You are viewing a plain text version of this content. The canonical link for it is here.

Posted to mapreduce-user@hadoop.apache.org by Panayotis Antonopoulos <an...@hotmail.com> on 2011/05/30 17:32:43 UTC

MultipleOutputs Files remain in temporary folder

Hello,
I just noticed that the files that are created using MultipleOutputs remain in the temporary folder into attempt sub-folders when there is no normal output  (using context.write(...)).

Has anyone else noticed that?
Is there any way to change that and make the files appear in the output directory?

Thank you in advance!
Panagiotis.

Re: MultipleOutputs Files remain in temporary folder

Posted by Harsh J <ha...@cloudera.com>.

Panayotis,

I've not seen this happen yet.

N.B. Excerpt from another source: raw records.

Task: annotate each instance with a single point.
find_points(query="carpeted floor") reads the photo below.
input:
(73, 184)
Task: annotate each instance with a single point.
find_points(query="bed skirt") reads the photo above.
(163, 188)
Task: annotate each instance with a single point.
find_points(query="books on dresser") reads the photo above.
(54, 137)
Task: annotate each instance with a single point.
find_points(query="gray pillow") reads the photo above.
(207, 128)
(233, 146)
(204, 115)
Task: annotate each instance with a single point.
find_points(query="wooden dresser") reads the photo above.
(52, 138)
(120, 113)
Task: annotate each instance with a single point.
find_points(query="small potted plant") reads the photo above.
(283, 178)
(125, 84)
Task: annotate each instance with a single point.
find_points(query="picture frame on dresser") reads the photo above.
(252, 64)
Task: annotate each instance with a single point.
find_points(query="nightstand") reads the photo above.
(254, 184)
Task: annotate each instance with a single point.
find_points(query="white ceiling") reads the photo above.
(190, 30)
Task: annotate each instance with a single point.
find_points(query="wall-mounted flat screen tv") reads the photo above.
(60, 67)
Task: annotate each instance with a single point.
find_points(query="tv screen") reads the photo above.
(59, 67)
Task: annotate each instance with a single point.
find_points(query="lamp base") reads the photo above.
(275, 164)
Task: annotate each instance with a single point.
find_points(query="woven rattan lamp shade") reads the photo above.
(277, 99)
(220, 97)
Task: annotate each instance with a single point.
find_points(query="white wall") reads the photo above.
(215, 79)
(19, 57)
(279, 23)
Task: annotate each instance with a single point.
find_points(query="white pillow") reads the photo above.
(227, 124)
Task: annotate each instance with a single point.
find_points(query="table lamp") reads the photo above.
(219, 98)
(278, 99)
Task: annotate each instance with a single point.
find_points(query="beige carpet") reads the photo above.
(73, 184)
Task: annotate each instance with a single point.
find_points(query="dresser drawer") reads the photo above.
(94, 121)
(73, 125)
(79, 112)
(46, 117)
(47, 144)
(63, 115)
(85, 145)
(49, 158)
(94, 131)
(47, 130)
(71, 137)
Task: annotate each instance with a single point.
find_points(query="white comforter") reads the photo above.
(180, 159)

I've regularly used MO to write my
files and both TextFileO/F and NullO/F have worked fine despite me not
writing a byte to their collectors. In fact, the test case for MO too
passes when I modify it to never emit to the default output sink.

Are you using the default OutputCommitter (FileOutputCommitter)?

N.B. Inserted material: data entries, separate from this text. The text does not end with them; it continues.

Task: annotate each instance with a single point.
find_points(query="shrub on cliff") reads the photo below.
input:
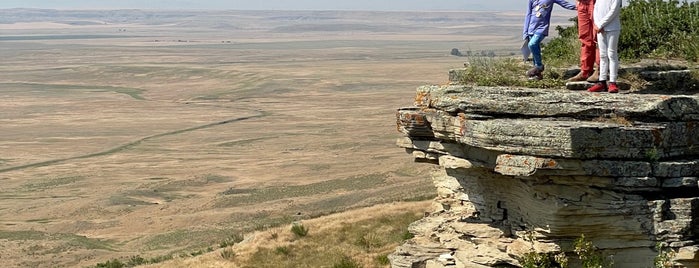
(650, 29)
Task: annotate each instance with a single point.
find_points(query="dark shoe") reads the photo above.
(581, 76)
(594, 77)
(536, 73)
(598, 87)
(612, 88)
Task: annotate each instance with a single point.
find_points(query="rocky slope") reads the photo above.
(528, 170)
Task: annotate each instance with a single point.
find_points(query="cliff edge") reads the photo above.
(530, 170)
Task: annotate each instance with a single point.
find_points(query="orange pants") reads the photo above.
(589, 54)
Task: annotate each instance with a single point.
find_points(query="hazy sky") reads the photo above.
(457, 5)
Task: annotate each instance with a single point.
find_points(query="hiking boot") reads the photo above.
(594, 77)
(535, 73)
(581, 76)
(612, 88)
(598, 87)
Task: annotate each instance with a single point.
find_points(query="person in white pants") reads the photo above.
(607, 20)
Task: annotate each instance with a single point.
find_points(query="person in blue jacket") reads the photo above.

2011/5/30 Panayotis Antonopoulos <an...@hotmail.com>:
> Hello,
> I just noticed that the files that are created using MultipleOutputs remain
> in the temporary folder into attempt sub-folders when there is no normal
> output  (using context.write(...)).
>
> Has anyone else noticed that?
> Is there any way to change that and make the files appear in the output
> directory?
>
> Thank you in advance!
> Panagiotis.
>



-- 
Harsh J

Re: MultipleOutputs Files remain in temporary folder

Posted by Marcos Ortiz <ml...@uci.cu>.

On 05/30/2011 11:02 AM, Panayotis Antonopoulos wrote:
> Hello,
> I just noticed that the files that are created using MultipleOutputs 
> remain in the temporary folder into attempt sub-folders when there is 
> no normal output  (using context.write(...)).
>
> Has anyone else noticed that?
> Is there any way to change that and make the files appear in the 
> output directory?
>
> Thank you in advance!
> Panagiotis.

        |mapred.local.dir|

This lets the MapReduce servers know where to store intermediate files. 
This may be a comma-separated list of directories to spread the load. 
Make sure there’s enough space here for all your intermediate files. We 
share the same disks for MapReduce and HDFS.

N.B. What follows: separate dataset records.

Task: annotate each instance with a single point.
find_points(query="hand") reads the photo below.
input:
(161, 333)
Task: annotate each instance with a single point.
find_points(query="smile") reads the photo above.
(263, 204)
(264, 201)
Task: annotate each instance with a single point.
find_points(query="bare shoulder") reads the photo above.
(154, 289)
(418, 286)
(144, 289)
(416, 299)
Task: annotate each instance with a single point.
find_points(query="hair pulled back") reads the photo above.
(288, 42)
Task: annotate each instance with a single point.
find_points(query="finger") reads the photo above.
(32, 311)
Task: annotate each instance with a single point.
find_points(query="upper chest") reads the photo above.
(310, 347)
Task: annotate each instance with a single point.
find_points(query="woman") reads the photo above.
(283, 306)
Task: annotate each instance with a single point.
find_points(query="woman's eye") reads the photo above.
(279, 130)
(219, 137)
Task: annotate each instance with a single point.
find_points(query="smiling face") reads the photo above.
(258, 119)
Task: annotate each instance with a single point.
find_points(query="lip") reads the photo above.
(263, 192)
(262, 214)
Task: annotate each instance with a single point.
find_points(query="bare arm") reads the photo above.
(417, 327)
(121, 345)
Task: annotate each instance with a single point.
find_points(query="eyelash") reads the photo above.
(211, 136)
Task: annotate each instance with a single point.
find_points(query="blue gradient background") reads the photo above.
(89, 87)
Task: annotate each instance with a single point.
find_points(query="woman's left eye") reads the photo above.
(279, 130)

        |mapred.system.dir|

This is a folder in the|defaultFS|where MapReduce stores some control 
files. In our case that would be a directory in HDFS. If you 
have|dfs.permissions|(which it is by default) enabled make sure that 
this directory exists and is owned by mapred:hadoop.

        |mapred.temp.dir|

This is a folder to store temporary files in. It is hardly -- if at all 
used. If I understand the description correctly this is supposed to be 
in HDFS but I’m not entirely sure by reading the source code. So we set 
this to a directory that exists on the local filesystem as well as in HDFS.

-- 
Marcos Luis Ortiz Valmaseda
  Software Engineer (Distributed Systems)
  http://uncubanitolinuxero.blogspot.com